One of the unspoken threads that ran through the conference is that, at a very real level, the mundane is the profane. In light of eternity, nothing is more profane than the mundane. It’s about time some Reformed leaders went in that direction! But how does my usage of the word “disturbed” become more profane than our culture’s choice of dirty words? This would be done by inflating my own dealing with words, in relation to my passion for the eternal things behind those words. The biggest casualty in this general loss of proportion is manly speech from the pulpit that cannot say the same thing that Jesus and the disciples did when calling men to their rightful King. In this way, the Victorian English and the high-brows of Vienna at the turn of the twentieth-century were the most profane people who ever lived, as they bowed and curtsied and shed tears over Wagner, while they heated up the ovens for human flesh. And make no mistake: that is usually how these things relate. Those with the tightest wads usually stash the most corpses.

Because of the lack of eternal proportion that Fundamentalism has cultivated, the vast majority of Christians cannot stomach to be in any conversation with unbelieving potty mouths, and, if we’re honest, we all know why. Our skin is crawling because the lewdness of speech is a form of polemic that makes the Christian subconsciously cower out of any real interaction. Anyone who doesn’t see this has probably never been in any significant cultural warfare—especially at the college campus—where the designation “Prude” is much more significant than “Incorrect.” Incidentally, it also turns back genuine seekers who run into Christians who are itching for want of a bow or a curtsy from pagans who, for all we can be assured, want to kill us anyway. There will be time and place for showing our youth a better way to speak, and to instruct that people only use foul speech when they are not witty enough to reach for something deeper and stronger. All in due time.

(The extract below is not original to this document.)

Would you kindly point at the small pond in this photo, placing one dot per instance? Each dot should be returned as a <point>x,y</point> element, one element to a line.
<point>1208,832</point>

We are in a war to rescue the word from the terrorists of Image, yet the word was first captured and sold to them by the hijackers of Practice. There is a long history to this “humiliation of the word.” The answer, of course, is not to match dung slung for dung. The answer is to carpet bomb the crowd with a steady diet of truth claims that is high enough to be invincible but low enough to bring the mob from what is both similar and dissimilar between pop rocks and prime rib. Just as a beautiful woman who is still clothed (there still are some) has the allure of mystery, so a Christian who can have a beer, throw a hail-Mary further than he can pray one, and hold out in a gutter conversation without changing his mind-diapers after every sentence, is a curiosity to an unbeliever. Language is analogical and so must our levels of comfort. In this way, the missionary is really like an intelligence officer or part of a special ops invasion. He will rub shoulders with some sordid characters, just as he was and is. He must, as Kipling said in his famous poem about growing up as a man, “walk with kings nor lose the common touch.” If we do not grasp this, then we will never be world Christians because we’ll spend all day shivering and waiting for the “ly” at the end of a mere word.